Curitiba - O governador Roberto Requião (PMDB) anunciou ontem a extinção do Grupo Águia e uma reformulação geral no serviço de inteligência da Polícia Militar. O comunicado foi feito durante reunião da operação ''Mãos Limpas'', no Palácio Iguaçu. O Grupo Águia, criado por decreto do governo estadual em 1998, era especializado em investigar o crime organizado.
Segundo informações do setor de Comunicação Social da PM, as ações agora serão centralizadas pela Agência Central de Inteligência (PM2), cujo foco recairá sobre a fiscalização do trabalho dos próprios policiais militares e as ações conjuntas com a Polícia Civil.
''O Grupo Águia estava trabalhando de forma praticamente autônoma, o que dificultava um pouco essa integração.
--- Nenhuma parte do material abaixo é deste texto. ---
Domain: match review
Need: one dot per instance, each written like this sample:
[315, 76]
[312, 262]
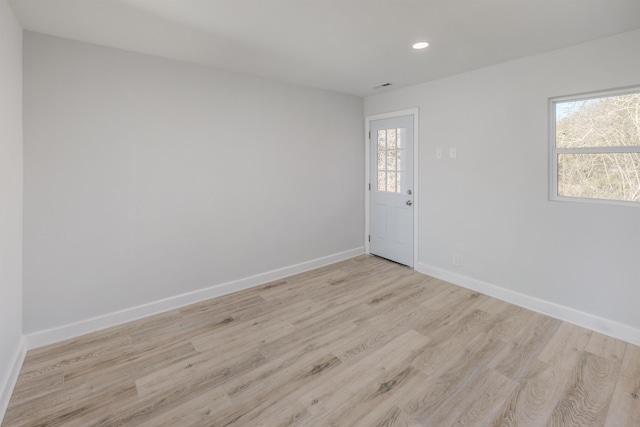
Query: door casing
[416, 193]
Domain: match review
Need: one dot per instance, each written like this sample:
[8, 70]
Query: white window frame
[554, 151]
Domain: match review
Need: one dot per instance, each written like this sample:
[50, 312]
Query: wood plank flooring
[364, 342]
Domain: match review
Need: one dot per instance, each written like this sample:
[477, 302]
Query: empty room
[319, 213]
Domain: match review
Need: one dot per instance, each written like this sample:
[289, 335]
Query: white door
[391, 208]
Havia um efetivo separado que fazia só aquilo (combate ao crime organizado). Agora, esses policiais também desempenharão outras atividades'', afirmou o tenente-coronel Mauro Pirolo, chefe do setor de Comunicação Social da PM do Paraná.
Entre estas outras atividades, estão incluídas ações como levantamentos de local para possível emprego de policiamento ostensivo. O combate ao crime organizado será feito por equipes que serão montadas a cada investigação. ''Todo mundo no setor de inteligência vai fazer de tudo. As ações continuam as mesmas, mas numa estruturação diferente. O que ocorreu foi apenas a extinção do nome Grupo Águia'', alegou Pirolo.
O chefe do setor de Comunicação Social negou que o fim do grupo e as mudanças no trabalho do setor de inteligência estejam relacionadas à prisão do tenente-coronel Valdir Copetti Neves, detido no mês passado sob acusação de tráfico internacional de armas e formação de milícia para patrulhamento de fazendas na região de Ponta Grossa. Neves chegou a fazer parte do Grupo Águia.
''As mudanças já estavam sendo pensadas bem antes da prisão dele. E a idéia de extinção do Grupo Águia partiu do comandante-geral da PM no Estado, coronel David Antônio Pancotti'', afirmou Pirolo.